Source au point d’usage : Constitution, article 89 ↗.
La transparence des rémunérations doit résoudre un conflit entre contrôle démocratique et protection des personnes. Publier un coût attaché à une fonction, une grille, une enveloppe ou un avantage n’implique pas nécessairement d’exposer toutes les données individuelles. La page construit donc plusieurs niveaux de publication selon la responsabilité exercée et la nécessité du contrôle public.
La question constitutionnelle est donc séparée de la politique de transparence elle-même.

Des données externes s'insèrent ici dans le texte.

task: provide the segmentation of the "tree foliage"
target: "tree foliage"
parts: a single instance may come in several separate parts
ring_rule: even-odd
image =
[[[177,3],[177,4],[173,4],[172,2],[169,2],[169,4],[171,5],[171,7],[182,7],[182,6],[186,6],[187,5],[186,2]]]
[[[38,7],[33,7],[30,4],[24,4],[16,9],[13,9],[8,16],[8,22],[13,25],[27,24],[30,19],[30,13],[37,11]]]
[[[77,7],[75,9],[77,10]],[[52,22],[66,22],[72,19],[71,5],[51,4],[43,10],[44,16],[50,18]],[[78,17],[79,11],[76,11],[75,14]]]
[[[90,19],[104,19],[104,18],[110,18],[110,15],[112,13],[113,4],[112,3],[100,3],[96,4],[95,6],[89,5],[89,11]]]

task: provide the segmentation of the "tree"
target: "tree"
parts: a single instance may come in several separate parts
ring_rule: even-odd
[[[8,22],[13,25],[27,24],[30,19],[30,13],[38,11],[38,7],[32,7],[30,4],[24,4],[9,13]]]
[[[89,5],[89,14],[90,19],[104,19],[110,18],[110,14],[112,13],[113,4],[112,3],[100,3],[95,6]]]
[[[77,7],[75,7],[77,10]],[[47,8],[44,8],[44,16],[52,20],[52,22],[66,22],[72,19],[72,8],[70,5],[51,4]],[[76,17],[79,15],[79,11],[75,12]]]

Une publication renforcée peut exister par la loi sans modifier la Constitution ; le verrou supérieur ne se justifie que si l’auteur veut garantir durablement un principe minimal de publicité pour certaines fonctions.
Démonstration financière : ne compter que ce qui existe vraiment
10.08 porte une garantie de transparence et non une ligne d’économie : valeur autonome 0 euro. Les coûts éventuels de publication, d’outillage des données et de protection des informations sensibles sont enregistrés comme coûts de mise en œuvre. Une réduction ultérieure de rémunérations ou d’avantages, si elle est décidée par une autre mesure, reste chiffrée exclusivement dans cette mesure propriétaire.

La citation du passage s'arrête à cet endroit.